The “Innerfazing” list is a hoot. Claire Panke of “Prehensile Tongue” fame is described as “Chicago’s most curvaceous Anglophile, and believes that Alex Harvey is God,” David Newberger who gives the you are there account of the Dictators is described as “a rock enthusiast, a friend of Blue Oyster Cult’s and quite a nice dude.” Of course, “Eddie Flowers is to Southern rock what Ken Kesey is to acid” and Ken Highland is “a very enterprising rock and roll punk.” Amen. While special thanks go out to Lester Bangs, Adny Shernoff and Murray Krugman, who is Tim Love, described as “DeKalb’s top roadie, a Jim Dandy/Iggy nut and an expert on Mississippi River Rat Rock.”
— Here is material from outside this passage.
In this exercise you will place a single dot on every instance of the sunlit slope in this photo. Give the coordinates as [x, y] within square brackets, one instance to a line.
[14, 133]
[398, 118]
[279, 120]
Art Schaak of “Roller Reader” is the zines LA correspondent, but I have to say provides some very low energy rock and roll wattage given the total lack of Zolar X coverage and inclusion of Tull’s “War Child.” I will give a thumbs-up breakdown on the first JT lp at some point in 2011. Probably more I could scan but this should do. There are some sweet live shots of Steven Tyler by Claire Panke and a short MC5 write-up which I think I will post at some point: “the MC5 are deified Motor City rockers. Their three out-of-print albums go for anywhere from $1.99 in the bargain bins or $10 on the black market.”